I'm way behind schedule on this project. Taking off a few months was intentional; this thing really wears on me for personal reasons and I needed a break. I had hoped to finish the write-up on the flight simulator, but it's at least a couple months away.
In addition, I'm exploring the prospects of animating the breakup, as contrasted to simulating the flight. The flight simulator was intended to play out real physics in a virtual world, to give my best approximation of the flight. But I have no access to the kind of tools it would take to simulate the impact and breakup. This would require vast amounts of structural data and probably a supercomputer to run the sim. But I should at least be able to use an animation tool to show what I think happened and make it more accessible to the reader/viewer. A side-effect of importing from the flight sim into an animation tool is that I can redo all my fairly crude line drawings with much better images. So I may delay the next version in order to at least do the import and redo images, before I get into the animation itself.

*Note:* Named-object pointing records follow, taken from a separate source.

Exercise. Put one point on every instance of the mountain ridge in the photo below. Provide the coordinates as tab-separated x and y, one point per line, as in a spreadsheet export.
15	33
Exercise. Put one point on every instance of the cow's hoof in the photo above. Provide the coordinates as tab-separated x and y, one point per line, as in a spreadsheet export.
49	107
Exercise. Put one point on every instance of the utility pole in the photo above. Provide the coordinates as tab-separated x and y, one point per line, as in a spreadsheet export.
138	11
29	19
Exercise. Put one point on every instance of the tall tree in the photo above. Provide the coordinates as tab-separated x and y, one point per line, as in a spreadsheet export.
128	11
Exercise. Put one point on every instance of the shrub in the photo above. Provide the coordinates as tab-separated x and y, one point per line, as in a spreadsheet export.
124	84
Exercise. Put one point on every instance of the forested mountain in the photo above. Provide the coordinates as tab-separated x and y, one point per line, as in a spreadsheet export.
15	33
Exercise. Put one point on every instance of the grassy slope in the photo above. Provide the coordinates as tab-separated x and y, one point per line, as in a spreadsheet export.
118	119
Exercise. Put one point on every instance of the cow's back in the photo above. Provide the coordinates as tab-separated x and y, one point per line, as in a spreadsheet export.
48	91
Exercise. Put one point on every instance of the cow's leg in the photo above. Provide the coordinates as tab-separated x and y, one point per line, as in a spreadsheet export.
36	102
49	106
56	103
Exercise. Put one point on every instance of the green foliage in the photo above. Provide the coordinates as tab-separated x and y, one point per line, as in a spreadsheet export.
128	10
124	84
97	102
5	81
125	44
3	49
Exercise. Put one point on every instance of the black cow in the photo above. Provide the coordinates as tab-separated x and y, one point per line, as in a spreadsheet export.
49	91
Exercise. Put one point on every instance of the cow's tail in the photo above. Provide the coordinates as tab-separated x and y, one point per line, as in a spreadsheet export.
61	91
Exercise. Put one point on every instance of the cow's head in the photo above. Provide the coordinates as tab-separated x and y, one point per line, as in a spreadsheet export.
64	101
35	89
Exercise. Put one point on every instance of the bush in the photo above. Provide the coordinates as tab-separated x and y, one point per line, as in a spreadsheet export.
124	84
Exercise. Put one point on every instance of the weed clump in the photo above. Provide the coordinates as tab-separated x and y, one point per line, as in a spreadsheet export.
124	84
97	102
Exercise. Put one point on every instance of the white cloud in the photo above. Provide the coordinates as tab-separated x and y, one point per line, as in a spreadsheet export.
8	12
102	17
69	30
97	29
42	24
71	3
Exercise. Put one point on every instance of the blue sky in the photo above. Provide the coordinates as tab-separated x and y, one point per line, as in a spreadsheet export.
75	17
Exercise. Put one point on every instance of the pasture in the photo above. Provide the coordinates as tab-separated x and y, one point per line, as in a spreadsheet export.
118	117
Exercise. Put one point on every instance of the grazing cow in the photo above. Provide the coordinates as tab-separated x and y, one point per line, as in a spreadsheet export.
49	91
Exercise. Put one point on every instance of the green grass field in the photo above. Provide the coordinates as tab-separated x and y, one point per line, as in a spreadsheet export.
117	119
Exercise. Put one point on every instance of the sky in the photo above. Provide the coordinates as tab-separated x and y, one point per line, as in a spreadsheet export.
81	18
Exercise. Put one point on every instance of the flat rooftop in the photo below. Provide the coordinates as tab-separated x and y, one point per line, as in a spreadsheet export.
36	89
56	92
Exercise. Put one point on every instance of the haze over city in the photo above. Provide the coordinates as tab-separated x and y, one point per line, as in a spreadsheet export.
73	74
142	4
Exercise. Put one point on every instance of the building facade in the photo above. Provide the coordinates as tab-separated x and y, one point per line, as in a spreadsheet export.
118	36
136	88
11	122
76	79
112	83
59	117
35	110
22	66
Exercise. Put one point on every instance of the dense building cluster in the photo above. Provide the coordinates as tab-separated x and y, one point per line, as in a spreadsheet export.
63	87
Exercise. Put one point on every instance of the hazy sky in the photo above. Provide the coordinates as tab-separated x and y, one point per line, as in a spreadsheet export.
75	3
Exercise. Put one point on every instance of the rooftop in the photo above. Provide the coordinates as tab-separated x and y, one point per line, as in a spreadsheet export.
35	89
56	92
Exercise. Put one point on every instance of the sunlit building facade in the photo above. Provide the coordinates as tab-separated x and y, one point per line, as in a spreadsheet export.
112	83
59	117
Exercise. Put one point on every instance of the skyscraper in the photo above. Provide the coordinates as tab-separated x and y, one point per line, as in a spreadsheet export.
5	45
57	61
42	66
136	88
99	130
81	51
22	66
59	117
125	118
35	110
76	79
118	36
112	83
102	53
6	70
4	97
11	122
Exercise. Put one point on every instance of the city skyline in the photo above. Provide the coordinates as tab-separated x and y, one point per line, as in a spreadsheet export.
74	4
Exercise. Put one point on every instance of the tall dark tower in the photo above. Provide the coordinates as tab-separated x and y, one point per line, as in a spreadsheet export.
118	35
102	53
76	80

Meanwhile I've posted two interim files, which I've been circulating among my contacts since February. The first of these is a write-up of the missing engine puzzle discussed here in the thread. It will become a chapter in the next version.
https://we.tl/2iOuz04If7
The second is an attempt to understand what was going on in the cockpit. This was pretty creepy, and is why I took a break from the project. This discusses the resources they had to work with, and I try to fit what they might have been doing into the time they had. A pilot friend said he'd forward this to an Electra instructor, but I don't have results yet. I would be very grateful to pilots for their feedback on this write-up and on whether I've come anywhere near the pacing of what would be going on under stress conditions like this.